Absolutely. No arguing that at all Geo. 

I just couldn't quit it that easy. Some people can. I just fine this to be an alternative. In my opinion a better one.


----------



## joubjonn

I should say an Alternative to patches or gum which is basically all the same as compared to ecig. Replacements. With different strengths. I never tried the patch but heard a lot of people have issues with itching and the gum tastes nasty and with those two you don't get the other addiction associated with smoking. The smoke and keeping your hands busy while driving.


----------



## cmiller92

While the gum is an alternative, I find it to be a short term one. When I have stopped smoking out here for a month, the first week I was chewing the gum, but then I stopped completely, no nicotine at all. I think it helped with breaking the hand to mouth habit.

I think with Geos comparison, it is like going from a car to a bike with a small motor, and then after a little bit killing the motor and pedaling.
.


----------



## Geo

This may actually be a moot point before too much longer. You see, the oils used for the "juice" or "eliquids" is deadly poison. As little as a half drop can kill a child. Since the eliquids are packaged in bright colors and have sweet candy like aromas, its only a matter of time before "accidental" nicotine overdoses involving children will start making the news. All a child needs to do is find an empty, discarded bottle to lick on. The reason it can be purchased now is because the companies making them have not waited for FDA approval. Just because it hasn't been declared a hazard doesn't mean that its not hazardous.


----------



## necromancer

if i may ? here is my 2 cents, 
tobacco is an addictive drug, (on the addictive side) its no different than crack cocaine, heroin or crystal meth.

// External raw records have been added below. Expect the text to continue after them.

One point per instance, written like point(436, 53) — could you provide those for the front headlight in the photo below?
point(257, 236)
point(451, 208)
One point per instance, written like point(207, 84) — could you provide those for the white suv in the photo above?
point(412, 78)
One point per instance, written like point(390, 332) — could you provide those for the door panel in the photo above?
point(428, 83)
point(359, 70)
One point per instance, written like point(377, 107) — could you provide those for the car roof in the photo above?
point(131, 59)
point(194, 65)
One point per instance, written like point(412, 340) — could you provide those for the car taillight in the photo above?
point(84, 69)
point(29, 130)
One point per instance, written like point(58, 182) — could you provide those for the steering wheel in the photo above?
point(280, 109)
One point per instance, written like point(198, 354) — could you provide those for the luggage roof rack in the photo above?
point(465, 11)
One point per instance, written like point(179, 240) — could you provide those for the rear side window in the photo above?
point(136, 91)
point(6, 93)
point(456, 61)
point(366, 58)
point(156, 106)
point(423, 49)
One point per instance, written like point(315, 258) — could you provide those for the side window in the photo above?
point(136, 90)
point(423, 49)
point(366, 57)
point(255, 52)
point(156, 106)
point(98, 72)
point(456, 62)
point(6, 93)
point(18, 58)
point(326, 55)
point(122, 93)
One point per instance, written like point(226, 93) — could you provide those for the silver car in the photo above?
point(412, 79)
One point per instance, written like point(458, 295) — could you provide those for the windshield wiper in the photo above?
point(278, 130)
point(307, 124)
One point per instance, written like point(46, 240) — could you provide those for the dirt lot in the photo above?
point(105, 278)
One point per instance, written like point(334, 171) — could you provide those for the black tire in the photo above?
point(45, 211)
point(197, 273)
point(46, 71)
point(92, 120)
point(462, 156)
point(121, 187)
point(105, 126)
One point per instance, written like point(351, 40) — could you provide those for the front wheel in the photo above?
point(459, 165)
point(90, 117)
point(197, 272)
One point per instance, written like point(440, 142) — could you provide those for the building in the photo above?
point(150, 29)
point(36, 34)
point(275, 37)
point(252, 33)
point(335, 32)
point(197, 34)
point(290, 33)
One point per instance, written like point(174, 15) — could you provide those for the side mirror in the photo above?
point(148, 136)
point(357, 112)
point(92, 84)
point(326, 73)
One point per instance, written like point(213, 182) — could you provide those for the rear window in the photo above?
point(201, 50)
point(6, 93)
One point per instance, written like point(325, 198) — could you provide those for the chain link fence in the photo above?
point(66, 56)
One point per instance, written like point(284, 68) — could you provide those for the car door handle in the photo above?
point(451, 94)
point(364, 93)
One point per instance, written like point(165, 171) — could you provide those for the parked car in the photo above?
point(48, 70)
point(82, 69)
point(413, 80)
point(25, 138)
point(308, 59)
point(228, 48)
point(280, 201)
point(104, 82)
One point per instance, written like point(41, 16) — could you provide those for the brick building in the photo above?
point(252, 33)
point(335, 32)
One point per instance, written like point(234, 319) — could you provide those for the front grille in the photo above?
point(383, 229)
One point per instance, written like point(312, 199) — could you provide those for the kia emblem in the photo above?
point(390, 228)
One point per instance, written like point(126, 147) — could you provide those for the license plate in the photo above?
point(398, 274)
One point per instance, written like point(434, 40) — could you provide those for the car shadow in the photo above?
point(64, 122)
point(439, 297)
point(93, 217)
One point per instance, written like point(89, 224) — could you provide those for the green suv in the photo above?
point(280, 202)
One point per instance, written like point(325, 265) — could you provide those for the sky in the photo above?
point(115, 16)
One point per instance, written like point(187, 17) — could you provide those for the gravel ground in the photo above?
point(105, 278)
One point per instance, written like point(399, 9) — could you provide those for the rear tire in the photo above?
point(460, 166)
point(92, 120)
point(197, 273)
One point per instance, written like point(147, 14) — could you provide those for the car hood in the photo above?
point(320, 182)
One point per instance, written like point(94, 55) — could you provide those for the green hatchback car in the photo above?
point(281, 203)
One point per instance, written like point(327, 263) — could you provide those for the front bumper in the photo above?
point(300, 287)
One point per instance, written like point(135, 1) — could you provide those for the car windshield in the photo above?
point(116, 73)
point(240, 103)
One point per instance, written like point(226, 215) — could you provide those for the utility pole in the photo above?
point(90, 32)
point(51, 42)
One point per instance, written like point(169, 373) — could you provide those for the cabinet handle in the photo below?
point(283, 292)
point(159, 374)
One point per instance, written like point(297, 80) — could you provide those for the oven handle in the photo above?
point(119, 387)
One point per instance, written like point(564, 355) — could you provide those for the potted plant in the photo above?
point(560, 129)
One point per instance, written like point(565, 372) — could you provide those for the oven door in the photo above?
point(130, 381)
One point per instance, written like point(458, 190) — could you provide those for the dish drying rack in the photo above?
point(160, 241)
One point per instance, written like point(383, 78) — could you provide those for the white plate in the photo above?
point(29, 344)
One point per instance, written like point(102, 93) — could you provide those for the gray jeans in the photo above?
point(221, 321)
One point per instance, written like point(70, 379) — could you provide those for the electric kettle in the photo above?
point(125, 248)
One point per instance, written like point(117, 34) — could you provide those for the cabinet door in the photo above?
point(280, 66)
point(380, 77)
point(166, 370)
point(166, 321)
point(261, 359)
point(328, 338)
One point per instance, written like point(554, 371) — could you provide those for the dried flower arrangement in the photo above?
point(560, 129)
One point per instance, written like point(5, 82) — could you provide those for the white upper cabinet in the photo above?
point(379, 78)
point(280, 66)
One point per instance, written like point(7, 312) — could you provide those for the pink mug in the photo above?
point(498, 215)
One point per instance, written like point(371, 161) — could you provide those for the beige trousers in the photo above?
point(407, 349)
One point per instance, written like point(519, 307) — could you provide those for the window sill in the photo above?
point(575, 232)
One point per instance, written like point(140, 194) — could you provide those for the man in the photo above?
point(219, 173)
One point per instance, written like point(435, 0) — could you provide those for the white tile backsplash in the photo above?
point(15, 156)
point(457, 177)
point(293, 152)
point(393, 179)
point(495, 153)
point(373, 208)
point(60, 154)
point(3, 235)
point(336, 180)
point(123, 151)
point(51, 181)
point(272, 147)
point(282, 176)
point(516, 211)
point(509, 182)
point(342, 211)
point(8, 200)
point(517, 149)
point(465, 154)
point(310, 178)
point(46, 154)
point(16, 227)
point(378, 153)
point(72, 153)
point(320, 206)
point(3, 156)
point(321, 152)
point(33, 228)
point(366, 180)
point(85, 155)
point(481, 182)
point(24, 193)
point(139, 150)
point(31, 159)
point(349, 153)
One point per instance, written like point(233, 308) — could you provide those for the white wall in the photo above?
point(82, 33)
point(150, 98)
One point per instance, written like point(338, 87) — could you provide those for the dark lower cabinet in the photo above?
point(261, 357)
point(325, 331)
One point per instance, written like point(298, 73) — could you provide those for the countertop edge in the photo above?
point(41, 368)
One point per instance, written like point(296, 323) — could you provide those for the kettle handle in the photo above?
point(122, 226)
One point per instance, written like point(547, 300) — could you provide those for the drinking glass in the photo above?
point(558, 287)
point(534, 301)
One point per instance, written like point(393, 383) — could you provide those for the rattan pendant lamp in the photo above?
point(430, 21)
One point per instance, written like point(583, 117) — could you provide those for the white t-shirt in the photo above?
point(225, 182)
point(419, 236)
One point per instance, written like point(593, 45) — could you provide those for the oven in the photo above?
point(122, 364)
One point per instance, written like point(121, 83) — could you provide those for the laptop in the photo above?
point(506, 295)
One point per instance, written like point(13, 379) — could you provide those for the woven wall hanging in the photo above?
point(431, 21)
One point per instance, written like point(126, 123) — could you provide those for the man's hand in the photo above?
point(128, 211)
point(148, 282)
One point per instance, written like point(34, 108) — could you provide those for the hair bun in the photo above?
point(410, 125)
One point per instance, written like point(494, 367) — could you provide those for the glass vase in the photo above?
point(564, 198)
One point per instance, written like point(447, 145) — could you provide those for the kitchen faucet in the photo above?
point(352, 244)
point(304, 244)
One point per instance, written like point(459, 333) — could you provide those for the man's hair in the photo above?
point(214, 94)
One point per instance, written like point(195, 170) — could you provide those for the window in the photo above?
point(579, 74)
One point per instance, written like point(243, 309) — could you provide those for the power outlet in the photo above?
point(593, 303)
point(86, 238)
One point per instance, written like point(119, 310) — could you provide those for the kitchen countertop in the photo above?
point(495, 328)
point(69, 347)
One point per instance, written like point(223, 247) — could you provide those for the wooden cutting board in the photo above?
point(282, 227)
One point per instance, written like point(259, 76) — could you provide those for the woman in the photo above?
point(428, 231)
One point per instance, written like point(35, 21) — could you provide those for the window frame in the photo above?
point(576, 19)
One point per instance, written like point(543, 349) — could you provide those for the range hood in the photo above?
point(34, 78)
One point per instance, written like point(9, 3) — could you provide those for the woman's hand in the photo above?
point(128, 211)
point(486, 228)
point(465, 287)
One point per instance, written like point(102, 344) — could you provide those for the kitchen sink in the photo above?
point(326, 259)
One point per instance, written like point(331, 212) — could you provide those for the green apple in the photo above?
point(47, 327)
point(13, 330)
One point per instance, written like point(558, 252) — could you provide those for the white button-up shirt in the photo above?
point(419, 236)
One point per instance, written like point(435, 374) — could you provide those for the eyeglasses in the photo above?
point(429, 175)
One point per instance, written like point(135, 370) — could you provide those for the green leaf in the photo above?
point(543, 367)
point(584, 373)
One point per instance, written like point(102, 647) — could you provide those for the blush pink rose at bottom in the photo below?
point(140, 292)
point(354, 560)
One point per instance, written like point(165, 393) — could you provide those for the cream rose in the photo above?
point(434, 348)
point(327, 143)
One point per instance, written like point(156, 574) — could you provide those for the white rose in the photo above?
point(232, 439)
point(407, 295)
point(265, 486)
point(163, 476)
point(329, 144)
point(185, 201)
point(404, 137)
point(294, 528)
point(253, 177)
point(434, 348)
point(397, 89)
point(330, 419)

if you are addicted to nicotine you are (in fact) a drug addict. thats right, a drug addict.

as a smoker for more then 35 years and someone that has tried to quit many times over the last 20 years, in the last 4 years i have used:

the nicotine patch 21mg & the nicotine gum 2mg, they caused me stomach pain & upset stomach + strange dreams.

the nicotine spray (yuck) your better off soaking your old butts in a jar of water & drinking it. also gave me unstopable hiccups for about 15 minutes after using it.

the nicotine lozenges 2mg, they were ok but i used to many in a day (15 to 20) not within their recommended amount per day.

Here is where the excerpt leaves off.